The Janata Dal and the Communist Party of India (CPI) are also against any move to test or induct nuclear weapons. Although the BJP's allies in Government subscribe to the National Agenda, they have evidently not devoted much attention to the issue. The Samajwadi Party, the Rashtriya Janata Dal and the Akali Dal favour the induction of nuclear weapons if it is absolutely necessary for the defence of the country. The Samajwadi Party, however, said that the BJP was using the nuclear issue as a political gimmick.

Lt.
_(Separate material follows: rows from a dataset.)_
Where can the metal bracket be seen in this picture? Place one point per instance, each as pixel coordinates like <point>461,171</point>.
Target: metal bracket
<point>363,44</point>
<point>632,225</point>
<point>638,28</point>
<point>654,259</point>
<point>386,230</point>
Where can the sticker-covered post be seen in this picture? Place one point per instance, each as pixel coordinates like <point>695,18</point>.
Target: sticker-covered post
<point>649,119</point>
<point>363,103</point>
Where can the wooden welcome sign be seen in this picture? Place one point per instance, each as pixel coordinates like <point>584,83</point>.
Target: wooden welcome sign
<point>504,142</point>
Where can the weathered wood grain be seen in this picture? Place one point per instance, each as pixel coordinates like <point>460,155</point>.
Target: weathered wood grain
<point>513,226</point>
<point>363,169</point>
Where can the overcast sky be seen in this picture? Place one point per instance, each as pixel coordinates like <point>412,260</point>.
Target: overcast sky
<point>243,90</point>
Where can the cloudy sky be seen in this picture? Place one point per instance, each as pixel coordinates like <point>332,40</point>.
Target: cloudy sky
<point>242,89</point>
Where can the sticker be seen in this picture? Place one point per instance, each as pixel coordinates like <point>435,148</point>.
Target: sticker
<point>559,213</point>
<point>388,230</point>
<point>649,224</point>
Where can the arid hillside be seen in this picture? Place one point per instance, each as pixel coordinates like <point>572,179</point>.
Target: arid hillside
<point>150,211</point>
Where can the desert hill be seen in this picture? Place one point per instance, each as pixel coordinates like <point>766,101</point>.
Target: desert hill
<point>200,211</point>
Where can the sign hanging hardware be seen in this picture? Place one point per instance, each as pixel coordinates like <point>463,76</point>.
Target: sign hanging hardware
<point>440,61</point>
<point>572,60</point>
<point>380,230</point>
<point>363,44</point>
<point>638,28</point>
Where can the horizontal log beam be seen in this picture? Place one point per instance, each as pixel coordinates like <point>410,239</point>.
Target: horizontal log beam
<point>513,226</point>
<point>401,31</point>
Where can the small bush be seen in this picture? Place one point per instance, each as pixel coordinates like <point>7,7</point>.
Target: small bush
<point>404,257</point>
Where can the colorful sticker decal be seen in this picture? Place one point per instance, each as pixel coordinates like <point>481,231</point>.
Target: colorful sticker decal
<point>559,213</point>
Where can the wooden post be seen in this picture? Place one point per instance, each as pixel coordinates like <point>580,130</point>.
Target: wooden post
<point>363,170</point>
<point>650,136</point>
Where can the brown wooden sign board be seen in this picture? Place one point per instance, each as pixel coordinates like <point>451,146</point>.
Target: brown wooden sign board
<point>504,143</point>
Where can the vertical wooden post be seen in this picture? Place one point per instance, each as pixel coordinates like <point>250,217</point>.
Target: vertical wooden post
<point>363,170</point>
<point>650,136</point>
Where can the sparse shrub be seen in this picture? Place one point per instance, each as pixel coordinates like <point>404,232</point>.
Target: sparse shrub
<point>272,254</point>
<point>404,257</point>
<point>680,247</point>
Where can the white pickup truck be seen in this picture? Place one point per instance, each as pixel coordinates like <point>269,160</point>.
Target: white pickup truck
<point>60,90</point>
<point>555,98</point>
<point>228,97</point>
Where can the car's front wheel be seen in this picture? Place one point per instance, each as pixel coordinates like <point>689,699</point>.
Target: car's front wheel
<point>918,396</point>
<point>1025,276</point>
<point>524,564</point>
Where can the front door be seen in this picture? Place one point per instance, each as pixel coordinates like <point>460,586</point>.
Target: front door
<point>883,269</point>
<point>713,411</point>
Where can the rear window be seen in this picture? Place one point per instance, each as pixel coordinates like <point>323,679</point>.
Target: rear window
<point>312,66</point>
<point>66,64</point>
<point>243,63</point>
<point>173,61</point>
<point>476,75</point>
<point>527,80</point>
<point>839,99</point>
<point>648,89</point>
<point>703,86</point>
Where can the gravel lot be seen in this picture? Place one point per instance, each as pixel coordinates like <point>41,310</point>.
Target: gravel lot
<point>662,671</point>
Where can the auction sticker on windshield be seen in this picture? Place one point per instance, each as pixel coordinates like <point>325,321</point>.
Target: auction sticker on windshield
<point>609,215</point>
Gen. (Retd) V. Raghavan, who has considerable combat experience and is currently with the Delhi Policy Group, says that an objective analysis of the security situation shows that the induction of nuclear weapons is not warranted. "It will complicate the management of conflict in more ways than one and will create a completely new strategic environment," he said.

According to Raghavan, the previous Government's stand on the nuclear question provided the country adequate manoeuvring room on issues such as the CTBT and the FMCR. The BJP's position, he said, would reduce this space and could ultimately have an adverse impact on internal stability and economic development. The country, he said, should not back away from taking decisions to protect its national interest for fear of inviting sanctions, but such a decision should be taken only when the situation warrants it.

Maj-Gen. Dipankar Bannerjee, Director of the Institute for Peace and Conflict Studies, New Delhi, is of the view that a nuclear bomb is not much of a deterrent. A nuclear weapon has been used only once, and the presence of the nuclear-armed USS Enterprise in the Bay of Bengal during the Bangladesh war did not deter the Indian Government from going ahead with its work. The recurring costs would also have to be considered. Each time India develops a new weapons delivery system, new bombs will have to be made, said Bannerjee.

Bannerjee said that nuclear weapons would have no role to play in India-China relations "unless India wants to liberate Tibet. And if China wants to destabilise India, it can do so without firing a shot," said Banerjee. According to him, the Chinese Government has abided by Deng Xiaoping's decision in 1976 that China would not support insurgencies in neighbouring countries. China also has not deployed missiles or nuclear weapons in Tibet, although the Tibetan plateau comprises about 40 per cent of the Chinese mainland. China has repeatedly said that it will not resort to the "first use" of nuclear weapons.

India's immediate neighbourhood is thus strategically benign, but that might change if the Vajpayee Government persists with its nuclear policy. Any overt expression of nuclearisation on India's part could drive Pakistan and China even closer militarily. The cordial working relationship that has been established with China may deteriorate if India were to weaponise, according to some officials in the External Affairs Ministry.

SMALLER South Asian nations may demand a "nuclear umbrella" from the West if "Big Brother India" openly goes nuclear. An Indian bomb would make them see India as expansionist, hegemonistic power. Some officials in the External Affairs Ministry fear that the fallout would be felt from West Asia across to South-East Asia. If they find themselves wedged between two nuclear powers - India and China - the countries of South-East Asia would once again rush into Washington's arms.

The feeling among most parties and strategic thinkers is that no single party has the right to change long-standing nuclear policies. Before such momentous decisions are taken there should be a full-fledged debate in Parliament and a clear consensus should emerge, for the implications of such decisions for the nation extend beyond nuclear issues.